I have never met Iqbal Tamimi, but she inspired me when I connected with her seven years ago.
We connected digitally then and I was amazed and delighted to get an update on her last week.
My first blog, from 2004 to 2008, was Training Tracks, published first on No Train, No Gain and later at the American Press Institute‘s website. It didn’t draw nearly the traffic or the comments that I get on this blog, but one comment stands out.
Iqbal commented on one of my posts (alas, the original post, with the comments, is not available online any more, but I wrote a subsequent post that recounted our exchange in the comments and subsequent emails). Here are some passages about Iqbal from the second blog post:
My last post expressed frustration at journalists who say they “don’t need to know” data analysis skills. Iqbal’s response, which is posted online with that post, said some reporters in the Middle East “still write their reports by hand and fax them because they don’t know how to handle the simple keyboard.” I guess at any stage of technology, some reporters think they don’t need to know how to use the tools of their trade.
Iqbal is a reporter with Alarabiya TV station in Dubai, United Arab Emirates. She expressed frustration with some colleagues: “I found out that even though we spent huge amounts of money buying high tech devises and invested millions in the media business still we failed to represent ourselves well, for the very simple reason, that we don’t know how to benefit or get the most out of such high tech devises, hence we miss the opportunity to have a balanced dialogue with other nations, some of us even don’t know the basics and don’t want to learn.”
She could be writing about American reporters.
Iqbal provides the perfect illustration for something I’ve preached for a long time: Don’t let obstacles become excuses.
We face obstacles as we pursue stories, as we plan our careers, as we pursue our dream jobs. The obstacles are real. They frustrate us. They challenge us. They hold us back. They delay us from reaching our goals. But by the time we’re done, we have to make the obstacle part of the war story of our success, not the excuse for our failure.

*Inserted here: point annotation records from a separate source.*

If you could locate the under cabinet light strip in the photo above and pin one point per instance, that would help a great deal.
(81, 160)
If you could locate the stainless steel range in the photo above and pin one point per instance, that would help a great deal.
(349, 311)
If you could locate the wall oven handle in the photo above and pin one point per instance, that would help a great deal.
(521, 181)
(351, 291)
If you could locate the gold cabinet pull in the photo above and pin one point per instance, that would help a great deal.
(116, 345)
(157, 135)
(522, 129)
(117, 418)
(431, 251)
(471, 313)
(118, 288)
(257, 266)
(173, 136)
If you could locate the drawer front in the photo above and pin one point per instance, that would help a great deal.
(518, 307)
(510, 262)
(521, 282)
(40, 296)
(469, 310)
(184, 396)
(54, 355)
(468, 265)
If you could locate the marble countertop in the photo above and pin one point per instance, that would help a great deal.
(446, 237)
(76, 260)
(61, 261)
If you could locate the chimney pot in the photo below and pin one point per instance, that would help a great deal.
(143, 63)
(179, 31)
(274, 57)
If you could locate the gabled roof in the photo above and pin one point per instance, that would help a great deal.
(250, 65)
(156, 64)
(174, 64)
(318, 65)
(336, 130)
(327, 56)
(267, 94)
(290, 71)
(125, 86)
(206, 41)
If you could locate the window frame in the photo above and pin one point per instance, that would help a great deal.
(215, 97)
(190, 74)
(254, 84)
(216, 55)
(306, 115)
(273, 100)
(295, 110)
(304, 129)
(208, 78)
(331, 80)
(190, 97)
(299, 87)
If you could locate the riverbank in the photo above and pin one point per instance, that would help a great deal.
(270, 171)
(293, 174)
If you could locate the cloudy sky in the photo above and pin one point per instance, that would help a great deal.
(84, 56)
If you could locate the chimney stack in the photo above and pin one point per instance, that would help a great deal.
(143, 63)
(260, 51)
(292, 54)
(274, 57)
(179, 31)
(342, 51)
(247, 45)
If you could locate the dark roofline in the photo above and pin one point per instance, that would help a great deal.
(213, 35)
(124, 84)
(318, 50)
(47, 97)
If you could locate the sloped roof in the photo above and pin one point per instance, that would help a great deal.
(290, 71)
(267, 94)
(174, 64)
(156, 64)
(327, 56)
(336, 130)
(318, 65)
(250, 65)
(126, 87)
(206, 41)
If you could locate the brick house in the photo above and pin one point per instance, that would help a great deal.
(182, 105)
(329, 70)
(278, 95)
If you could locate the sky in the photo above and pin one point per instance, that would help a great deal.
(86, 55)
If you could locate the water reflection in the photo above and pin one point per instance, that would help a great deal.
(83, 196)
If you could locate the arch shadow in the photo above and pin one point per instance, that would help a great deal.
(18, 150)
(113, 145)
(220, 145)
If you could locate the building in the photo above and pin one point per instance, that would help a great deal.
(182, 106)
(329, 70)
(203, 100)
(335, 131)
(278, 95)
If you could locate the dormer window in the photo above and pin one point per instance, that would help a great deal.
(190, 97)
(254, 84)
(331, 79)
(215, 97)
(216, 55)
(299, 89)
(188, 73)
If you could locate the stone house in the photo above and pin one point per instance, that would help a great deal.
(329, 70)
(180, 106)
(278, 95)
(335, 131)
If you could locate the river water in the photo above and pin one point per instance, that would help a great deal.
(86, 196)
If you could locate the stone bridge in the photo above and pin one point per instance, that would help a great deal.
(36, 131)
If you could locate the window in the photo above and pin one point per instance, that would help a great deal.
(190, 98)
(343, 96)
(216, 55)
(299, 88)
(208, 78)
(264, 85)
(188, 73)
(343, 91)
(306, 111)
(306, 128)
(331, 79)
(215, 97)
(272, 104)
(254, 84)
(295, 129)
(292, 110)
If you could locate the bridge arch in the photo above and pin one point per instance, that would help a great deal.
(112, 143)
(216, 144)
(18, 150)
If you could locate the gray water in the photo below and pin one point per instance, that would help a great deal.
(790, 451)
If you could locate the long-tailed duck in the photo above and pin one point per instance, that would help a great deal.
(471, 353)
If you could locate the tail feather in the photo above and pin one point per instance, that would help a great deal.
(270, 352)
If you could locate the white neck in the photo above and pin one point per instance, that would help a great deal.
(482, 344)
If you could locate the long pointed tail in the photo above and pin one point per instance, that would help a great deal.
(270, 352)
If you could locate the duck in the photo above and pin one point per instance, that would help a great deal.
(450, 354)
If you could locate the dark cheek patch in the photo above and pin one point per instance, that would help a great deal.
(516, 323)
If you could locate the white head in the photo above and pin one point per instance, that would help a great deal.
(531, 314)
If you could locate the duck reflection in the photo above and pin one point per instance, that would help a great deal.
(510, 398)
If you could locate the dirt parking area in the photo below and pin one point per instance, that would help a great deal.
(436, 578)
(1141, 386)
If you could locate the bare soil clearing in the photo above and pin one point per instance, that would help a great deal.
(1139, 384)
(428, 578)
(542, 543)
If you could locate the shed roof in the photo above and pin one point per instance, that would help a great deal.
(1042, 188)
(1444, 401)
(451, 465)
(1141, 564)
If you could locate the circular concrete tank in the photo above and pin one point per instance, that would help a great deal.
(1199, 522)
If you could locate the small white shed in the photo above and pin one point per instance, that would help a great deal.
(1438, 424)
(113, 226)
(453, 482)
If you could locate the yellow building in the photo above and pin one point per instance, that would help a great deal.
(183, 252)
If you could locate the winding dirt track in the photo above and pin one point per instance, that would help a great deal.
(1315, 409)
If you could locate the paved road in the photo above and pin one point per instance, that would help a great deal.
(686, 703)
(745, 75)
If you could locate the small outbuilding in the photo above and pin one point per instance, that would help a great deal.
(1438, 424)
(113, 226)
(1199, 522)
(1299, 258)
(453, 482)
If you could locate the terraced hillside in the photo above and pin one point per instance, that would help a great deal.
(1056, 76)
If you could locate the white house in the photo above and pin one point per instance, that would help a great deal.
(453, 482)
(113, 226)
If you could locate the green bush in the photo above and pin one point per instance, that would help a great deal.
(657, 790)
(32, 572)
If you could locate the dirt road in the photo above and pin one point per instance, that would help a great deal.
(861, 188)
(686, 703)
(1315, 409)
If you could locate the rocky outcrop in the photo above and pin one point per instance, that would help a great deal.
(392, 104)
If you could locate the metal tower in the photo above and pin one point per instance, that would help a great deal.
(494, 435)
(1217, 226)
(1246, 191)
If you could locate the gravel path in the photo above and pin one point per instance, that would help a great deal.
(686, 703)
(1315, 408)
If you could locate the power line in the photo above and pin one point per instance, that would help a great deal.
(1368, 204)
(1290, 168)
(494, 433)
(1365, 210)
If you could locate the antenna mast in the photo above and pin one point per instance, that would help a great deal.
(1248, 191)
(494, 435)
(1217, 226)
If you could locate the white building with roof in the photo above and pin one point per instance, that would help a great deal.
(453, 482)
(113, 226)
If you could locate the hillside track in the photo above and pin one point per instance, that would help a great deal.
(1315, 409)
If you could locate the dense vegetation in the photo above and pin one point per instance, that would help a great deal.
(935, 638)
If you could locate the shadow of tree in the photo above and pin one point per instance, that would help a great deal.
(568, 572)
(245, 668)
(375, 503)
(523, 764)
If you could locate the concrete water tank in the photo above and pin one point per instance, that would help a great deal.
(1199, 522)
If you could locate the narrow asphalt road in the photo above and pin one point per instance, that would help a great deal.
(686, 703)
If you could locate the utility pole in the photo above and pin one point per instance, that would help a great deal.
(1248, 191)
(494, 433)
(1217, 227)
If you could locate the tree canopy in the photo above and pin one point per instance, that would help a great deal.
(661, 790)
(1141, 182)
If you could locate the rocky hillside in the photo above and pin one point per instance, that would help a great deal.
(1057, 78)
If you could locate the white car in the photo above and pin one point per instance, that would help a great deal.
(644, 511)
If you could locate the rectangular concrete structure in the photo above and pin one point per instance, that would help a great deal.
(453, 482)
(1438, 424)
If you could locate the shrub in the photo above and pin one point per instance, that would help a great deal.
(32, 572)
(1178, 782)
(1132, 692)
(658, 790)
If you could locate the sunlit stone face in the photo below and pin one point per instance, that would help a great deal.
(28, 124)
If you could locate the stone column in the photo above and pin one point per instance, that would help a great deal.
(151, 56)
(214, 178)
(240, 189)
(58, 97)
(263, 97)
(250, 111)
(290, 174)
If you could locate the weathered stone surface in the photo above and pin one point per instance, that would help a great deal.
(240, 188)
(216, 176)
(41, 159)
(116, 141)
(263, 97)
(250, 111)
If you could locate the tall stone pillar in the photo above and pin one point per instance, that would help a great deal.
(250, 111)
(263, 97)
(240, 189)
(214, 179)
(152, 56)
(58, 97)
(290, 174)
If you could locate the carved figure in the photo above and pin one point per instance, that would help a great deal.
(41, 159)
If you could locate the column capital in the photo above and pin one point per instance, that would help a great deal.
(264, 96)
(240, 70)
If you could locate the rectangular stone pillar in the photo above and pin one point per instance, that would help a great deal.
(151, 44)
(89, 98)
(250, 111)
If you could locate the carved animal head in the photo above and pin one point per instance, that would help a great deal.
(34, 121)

Iqbal faces more severe obstacles than most journalists I work with. She has survived a stabbing. She told of seeking data to support or refute claims made by her government about sport programs helping combat crime. She lamented the lack of crime data available in the Arab world and finally found some information from Australia about sports and crime. Wherever you are, whatever your level of technology and data availability, resourcefulness distinguishes the best reporters. …
After her initial message, Iqbal and I exchanged some more e-mails.
Want to know where she learned her computer skills? Unlike American journalists, she doesn’t have access to the dozens of courses taught each year by Sree (Sreenivasan, about whom I also wrote in that blog post) and other journalism professors and by the National Institute of Computer-Assisted Reporting.
“I never had the courage to do any work while my husband was alive,” Iqbal wrote. After her husband died, “First thing I learned English, then my son who was very little showed me how to use the computer. He was 4 (my first teacher) … from there I started building up my new world. I have published two books this year, one is a book of poems, the other is of International Affairs.”
Her 4-year-old son taught her how to use the computer. What’s your excuse for not mastering it?
Well, guess who I heard from last week? Iqbal’s no-longer-4-year-old son, Tim Tamimi. Here’s the email he sent me:
Hi Mr Buttry,I’m Tim, Iqbal Tamimi’s son. I stumbled upon your WordPress article about when I was 4. It was quite odd reading it from my point of view – almost nostalgic. I showed it to my mum and she told me a little about what you guys were up to a few years back when we were in Dubai – We’re in the UK now.Anyway, the reason I wanted to email you is to let you know that I’ve been running a graphic design business over here, called MangoGraphics.co.uk – so please feel free to let me know if you need any graphic work done – a logo, a wordpress banner, letter head design, or anything like that, I’ll be happy to do it free of charge. … I actually designed mum’s current network, journomania.netLet me know if I can be of any help.Mum sends a hello to you.Sin Cera,Tim
We campaign to support training and updating the skills of Arab women journalists.
Provide inspiration and empower Arab women journalists through highlighting news of awards and journalists’ achievements around the world.
I got to meet some Arab women journalists when Carol Ann Riordan and I visited the Prince Ahmed Applied Media Institute in 2008, representing API. The women worked on a different floor from the men in the Saudi newsroom we visited. Carol Ann spent some time visiting privately with them (below) and came away touched by their courage and their commitment. We resolved to insist that any training programs we did in Saudi Arabia would include opportunities for women. I am pleased that Iqbal is working to provide training and inspiration for Arab women journalists. She certainly has inspired me.